Nancy E. Roman, President and CEO of the Partnership for a Healthier America, joined the organization September 5, 2017, following an international career spanning journalism, business, and public service with the U.S. government and the United Nations. Prior to joining PHA, Ms. Roman was the President and CEO of the Capital Area Food Bank (CAFB), the Washington, D.C. region’s largest organization working to solve hunger and its companion problems: chronic undernutrition, and diet related health issues like heart disease, and obesity.

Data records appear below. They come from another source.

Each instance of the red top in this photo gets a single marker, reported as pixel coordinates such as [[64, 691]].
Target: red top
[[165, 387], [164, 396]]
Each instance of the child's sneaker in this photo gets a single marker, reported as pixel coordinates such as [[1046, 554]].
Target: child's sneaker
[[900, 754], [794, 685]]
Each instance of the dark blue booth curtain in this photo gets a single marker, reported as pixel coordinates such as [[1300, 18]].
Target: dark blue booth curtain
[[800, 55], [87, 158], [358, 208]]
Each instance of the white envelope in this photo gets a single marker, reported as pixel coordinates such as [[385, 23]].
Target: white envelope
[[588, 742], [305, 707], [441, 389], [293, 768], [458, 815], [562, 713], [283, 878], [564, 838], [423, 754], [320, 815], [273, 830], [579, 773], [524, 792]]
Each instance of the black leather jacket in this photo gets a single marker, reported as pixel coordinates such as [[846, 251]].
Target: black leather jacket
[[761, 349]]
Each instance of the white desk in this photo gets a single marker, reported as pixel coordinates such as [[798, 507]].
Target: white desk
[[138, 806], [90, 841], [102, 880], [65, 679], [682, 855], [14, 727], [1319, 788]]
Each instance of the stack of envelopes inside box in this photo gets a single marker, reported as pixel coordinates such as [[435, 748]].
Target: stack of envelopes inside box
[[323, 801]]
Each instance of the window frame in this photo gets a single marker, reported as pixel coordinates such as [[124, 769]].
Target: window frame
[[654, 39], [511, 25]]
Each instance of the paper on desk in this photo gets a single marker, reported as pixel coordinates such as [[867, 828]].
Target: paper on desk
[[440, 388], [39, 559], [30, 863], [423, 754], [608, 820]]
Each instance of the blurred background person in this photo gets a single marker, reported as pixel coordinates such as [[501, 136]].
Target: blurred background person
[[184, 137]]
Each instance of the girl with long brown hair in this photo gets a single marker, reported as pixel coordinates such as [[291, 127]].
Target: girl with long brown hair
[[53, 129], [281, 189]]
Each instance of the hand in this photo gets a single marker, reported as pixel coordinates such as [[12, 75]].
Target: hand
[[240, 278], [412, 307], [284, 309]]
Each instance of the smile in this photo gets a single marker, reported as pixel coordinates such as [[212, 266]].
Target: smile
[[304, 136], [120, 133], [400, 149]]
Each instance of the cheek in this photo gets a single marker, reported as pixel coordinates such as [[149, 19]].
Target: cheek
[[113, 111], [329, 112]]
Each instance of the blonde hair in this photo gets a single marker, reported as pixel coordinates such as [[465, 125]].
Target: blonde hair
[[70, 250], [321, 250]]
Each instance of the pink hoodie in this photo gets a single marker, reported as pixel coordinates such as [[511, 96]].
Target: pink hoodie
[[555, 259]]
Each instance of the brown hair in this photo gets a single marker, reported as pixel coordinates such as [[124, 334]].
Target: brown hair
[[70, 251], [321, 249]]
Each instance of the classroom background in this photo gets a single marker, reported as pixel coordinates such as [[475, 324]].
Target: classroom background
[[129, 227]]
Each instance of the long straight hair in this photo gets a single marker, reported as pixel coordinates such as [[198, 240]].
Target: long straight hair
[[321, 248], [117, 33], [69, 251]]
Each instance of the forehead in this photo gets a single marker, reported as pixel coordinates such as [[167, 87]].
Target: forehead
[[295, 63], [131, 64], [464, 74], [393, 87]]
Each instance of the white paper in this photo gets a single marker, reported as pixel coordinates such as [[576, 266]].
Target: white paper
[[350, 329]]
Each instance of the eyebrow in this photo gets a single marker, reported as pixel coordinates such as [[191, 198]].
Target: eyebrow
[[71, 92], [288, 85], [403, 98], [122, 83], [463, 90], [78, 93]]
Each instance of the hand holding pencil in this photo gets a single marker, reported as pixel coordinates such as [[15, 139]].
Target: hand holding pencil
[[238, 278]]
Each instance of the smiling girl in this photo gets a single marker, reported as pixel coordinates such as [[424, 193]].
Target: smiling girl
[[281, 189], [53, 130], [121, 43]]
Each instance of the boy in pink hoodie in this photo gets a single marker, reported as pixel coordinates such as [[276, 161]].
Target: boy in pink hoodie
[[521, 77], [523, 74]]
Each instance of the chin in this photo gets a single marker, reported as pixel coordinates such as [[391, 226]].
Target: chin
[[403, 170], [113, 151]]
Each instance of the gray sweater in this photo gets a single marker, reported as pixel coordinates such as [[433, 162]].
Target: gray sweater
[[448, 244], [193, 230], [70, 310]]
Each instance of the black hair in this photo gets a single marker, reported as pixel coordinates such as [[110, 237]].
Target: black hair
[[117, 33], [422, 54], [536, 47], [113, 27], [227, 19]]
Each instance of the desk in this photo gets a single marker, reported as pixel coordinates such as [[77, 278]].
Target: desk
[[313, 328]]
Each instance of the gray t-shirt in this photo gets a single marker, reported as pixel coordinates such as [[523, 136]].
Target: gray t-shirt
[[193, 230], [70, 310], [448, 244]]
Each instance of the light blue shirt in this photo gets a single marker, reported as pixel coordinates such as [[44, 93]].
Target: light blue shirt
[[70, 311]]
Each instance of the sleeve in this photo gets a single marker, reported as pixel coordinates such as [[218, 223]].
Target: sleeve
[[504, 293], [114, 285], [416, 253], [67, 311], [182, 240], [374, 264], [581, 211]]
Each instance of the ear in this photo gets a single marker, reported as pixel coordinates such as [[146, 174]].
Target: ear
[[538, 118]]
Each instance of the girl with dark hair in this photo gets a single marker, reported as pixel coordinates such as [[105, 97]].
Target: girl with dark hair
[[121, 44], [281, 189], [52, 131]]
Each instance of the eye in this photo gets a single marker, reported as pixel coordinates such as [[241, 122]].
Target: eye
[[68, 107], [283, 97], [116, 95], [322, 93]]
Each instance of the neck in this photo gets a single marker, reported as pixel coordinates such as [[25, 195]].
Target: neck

CAFB annually provides food and nutrition resources to 540,000 people – 12 percent of the region’s total population – through 444 partner nonprofits in the District, Northern Virginia, and Maryland. Under Ms. Roman’s leadership, the food bank became a national voice for embedding health and wellness in hunger relief work. During her tenure, the CAFB dramatically increased the health of its food inventory by working with its corporate retail partners; pioneered new delivery models for fruits, vegetables, and nutrition resources; and advocated for access to affordable groceries in low income areas through both existing and innovative models.
Prior to joining CAFB in January 2013, Ms. Roman was on the leadership team of the United Nation’s World Food Programme (WFP), overseeing public policy, private partnerships, fundraising, and communications for the world’s largest humanitarian agency feeding 100 million people in 75 countries. Prior to joining WFP, Ms. Roman served as Vice President of the Council on Foreign Relations in Washington, D.C.; as President of the G7 Group, a strategic consulting firm; and as a journalist covering politics, congress, foreign policy and economics. She first came to Washington as press secretary and foreign affairs adviser for the late U.S. Rep. Clay Shaw, Jr. (R-FL), a senior member of the House Ways and Means Committee. Roman currently serves on the board of trustees of Global Communities, an international NGO that works on hunger, health, micro-finance and lending to support lives and livelihoods, and of the Millennial Action Project (MAP), which organizes nonpartisan communities to find common ground on the issues facing millennials and future generations.
She was recently named one of “The Most Powerful Women in Washington” by Washingtonian magazine. She holds a Master of Arts degree in International Economics and American Foreign Policy from the Johns Hopkins School of Advanced International Studies and a Bachelor of Arts degree in Journalism and French from Baylor University. Roman is married to Steven Cohen and has two children, Daniel and Taylor Beth.